Fertility Fraud | Omaha World-Herald | Paul Hammel | January 28, 2020

Legislative Bill 748: the Fertility Fraud Act

LINCOLN — Mark Hansen always knew that 54 years ago, he was conceived via artificial insemination.

But six years ago, the Urbandale, Iowa, man was shocked to discover, through an over-the-counter DNA test, that his dad wasn’t his biological father — his mother’s doctor was.

Hansen said his mother was distraught and felt violated, and his emotions ran the gamut, from confusion to wondering if his family would still consider him “family.”

“Putting it simply, what I’d known for 48 years wasn’t true,” he said.

Hansen was among more than a dozen people who wrote letters in support of a proposal seeking to punish “doctor daddies” — physicians who used their own sperm to inseminate women without their knowledge or consent, rather than use the sperm of a husband or preselected donor.

State Sen. Carol Blood of Bellevue said she introduced Legislative Bill 748, the Fertility Fraud Act, after talking to a central Nebraska woman who was victimized by a fertility clinic in Colorado. The woman, Blood said, did not want to be identified. But letters of support for the bill came in from women and children in Texas, South Dakota, Colorado, Oregon and Indiana.

Blood said that the use of home genetic testing kits like Ancestry.com and 23andMe has led to an increase in people discovering that they have unknown siblings.

“Imagine if you found out you had 10, 20 or 50 or more people who had the same father as you did,” the senator said.

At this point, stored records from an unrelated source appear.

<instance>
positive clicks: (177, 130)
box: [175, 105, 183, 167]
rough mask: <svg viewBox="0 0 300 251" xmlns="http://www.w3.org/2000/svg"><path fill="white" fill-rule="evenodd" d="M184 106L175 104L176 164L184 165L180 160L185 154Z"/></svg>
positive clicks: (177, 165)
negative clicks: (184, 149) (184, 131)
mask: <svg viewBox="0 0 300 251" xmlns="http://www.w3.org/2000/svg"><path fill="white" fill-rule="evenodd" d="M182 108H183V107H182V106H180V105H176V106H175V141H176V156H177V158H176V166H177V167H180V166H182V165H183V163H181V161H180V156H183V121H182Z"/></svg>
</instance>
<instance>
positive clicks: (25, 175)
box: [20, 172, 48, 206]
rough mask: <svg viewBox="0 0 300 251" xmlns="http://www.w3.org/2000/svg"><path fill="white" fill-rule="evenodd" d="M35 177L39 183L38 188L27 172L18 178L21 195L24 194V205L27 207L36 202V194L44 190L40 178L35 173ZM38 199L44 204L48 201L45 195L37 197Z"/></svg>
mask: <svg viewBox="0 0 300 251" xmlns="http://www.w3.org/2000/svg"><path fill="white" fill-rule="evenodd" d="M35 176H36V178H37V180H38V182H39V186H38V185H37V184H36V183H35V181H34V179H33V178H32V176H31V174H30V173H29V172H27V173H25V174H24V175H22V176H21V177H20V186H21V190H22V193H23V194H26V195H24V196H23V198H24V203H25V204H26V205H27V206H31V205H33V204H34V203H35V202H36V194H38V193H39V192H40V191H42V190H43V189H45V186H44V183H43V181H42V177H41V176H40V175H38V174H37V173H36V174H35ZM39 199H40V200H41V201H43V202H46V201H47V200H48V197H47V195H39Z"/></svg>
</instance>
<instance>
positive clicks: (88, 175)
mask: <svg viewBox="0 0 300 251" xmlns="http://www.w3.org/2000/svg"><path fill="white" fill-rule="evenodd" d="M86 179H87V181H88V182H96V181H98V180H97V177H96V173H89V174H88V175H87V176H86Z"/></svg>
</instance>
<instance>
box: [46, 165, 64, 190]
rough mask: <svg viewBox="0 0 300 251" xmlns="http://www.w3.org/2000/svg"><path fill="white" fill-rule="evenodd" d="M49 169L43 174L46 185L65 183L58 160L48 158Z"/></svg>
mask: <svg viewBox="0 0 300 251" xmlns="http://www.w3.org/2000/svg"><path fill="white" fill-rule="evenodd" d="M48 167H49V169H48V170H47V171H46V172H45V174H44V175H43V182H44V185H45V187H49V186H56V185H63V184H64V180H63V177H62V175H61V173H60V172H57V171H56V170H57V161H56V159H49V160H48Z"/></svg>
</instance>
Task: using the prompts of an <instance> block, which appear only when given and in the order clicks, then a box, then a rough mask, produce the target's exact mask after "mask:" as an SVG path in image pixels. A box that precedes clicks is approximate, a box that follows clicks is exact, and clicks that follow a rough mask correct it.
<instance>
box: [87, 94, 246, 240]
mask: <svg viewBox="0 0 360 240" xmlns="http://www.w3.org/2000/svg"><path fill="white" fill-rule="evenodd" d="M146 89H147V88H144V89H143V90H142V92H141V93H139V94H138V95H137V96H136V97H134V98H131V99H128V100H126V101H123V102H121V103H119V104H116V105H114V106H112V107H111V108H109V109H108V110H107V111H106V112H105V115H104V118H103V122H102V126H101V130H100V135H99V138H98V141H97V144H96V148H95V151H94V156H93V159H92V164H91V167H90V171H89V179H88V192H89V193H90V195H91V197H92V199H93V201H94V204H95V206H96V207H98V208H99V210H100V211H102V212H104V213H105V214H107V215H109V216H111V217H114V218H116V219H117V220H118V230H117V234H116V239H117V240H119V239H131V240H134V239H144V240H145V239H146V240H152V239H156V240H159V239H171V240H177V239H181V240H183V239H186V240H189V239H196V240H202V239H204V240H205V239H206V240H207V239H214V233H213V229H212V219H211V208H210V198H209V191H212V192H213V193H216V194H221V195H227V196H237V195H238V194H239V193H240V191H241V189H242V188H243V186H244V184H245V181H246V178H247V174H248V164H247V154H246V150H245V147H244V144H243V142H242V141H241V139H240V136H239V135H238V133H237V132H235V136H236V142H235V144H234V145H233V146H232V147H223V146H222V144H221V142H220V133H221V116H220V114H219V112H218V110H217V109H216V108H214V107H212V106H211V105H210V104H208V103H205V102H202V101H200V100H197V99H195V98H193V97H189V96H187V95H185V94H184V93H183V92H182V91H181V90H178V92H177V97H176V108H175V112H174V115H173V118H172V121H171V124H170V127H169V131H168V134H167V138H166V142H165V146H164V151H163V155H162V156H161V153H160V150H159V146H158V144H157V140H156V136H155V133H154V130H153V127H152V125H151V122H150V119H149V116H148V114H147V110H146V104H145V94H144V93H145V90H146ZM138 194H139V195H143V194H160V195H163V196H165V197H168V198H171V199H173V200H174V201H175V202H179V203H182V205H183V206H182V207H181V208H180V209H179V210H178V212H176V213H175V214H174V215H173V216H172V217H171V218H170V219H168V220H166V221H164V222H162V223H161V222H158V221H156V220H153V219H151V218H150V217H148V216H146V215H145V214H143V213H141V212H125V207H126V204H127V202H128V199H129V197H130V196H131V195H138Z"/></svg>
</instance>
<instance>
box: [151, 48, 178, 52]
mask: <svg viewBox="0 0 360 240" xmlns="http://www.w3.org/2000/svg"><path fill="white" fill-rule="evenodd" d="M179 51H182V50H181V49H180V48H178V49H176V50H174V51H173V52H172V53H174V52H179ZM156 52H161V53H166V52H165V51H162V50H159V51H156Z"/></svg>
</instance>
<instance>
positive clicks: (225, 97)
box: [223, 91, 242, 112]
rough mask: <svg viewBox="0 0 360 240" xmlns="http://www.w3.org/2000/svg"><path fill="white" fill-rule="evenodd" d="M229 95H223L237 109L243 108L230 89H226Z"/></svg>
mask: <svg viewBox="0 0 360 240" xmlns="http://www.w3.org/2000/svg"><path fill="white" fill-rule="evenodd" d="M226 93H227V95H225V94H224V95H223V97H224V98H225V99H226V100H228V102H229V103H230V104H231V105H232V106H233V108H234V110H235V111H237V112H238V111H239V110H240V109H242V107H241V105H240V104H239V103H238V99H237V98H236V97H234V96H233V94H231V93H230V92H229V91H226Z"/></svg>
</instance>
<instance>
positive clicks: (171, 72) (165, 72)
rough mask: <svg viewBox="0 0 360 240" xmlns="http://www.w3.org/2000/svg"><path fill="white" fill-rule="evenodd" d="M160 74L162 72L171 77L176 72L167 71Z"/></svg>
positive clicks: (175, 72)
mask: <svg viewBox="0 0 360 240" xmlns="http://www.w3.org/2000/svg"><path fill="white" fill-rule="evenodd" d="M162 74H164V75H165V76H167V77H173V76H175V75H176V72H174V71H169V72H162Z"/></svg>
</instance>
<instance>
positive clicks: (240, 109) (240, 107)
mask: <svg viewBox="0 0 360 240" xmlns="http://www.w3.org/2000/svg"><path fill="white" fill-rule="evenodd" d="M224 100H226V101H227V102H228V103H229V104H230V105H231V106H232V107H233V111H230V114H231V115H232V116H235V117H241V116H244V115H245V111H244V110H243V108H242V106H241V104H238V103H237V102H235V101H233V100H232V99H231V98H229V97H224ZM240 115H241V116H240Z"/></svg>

Violations of the Fertility Fraud Act would be a Class IV felony

Blood cited the case of an Indiana physician, Dr. Donald Cline, who is known to have fathered at least 70 children over seven years with women who didn’t consent to the use of his sperm. A woman in England, she said, discovered that the doctor who was treating her was really her biological father.

Blood said that while there are suggested industry guidelines for fertility clinics, only a couple states have laws that establish criminal penalties for such illicit inseminations.

“Laws haven’t kept up with the science,” she said. “The nail industry appears to be more regulated than these clinics.”

Violations of the Fertility Fraud Act would be a Class IV felony, punishable by up to two years’ imprisonment and 12 months of post-release supervision, a $10,000 fine or both. The act, according to Blood, would also not preclude a woman, their spouses or the resultant children from filing a civil lawsuit against a doctor.

Blood told members of the Legislature’s Judiciary Committee that the state’s current fraud statutes aren’t adequate.

The committee took no action on LB 748 after a public hearing.

No one spoke in opposition to the bill, though the Nebraska Catholic Conference took a neutral position on the bill. A representative, Marion Minor, said that while the Catholic Church provides moral support for families having difficulty having a baby and that children produced through artificial insemination should be loved, it opposes the use of “extra sexual means” to produce children.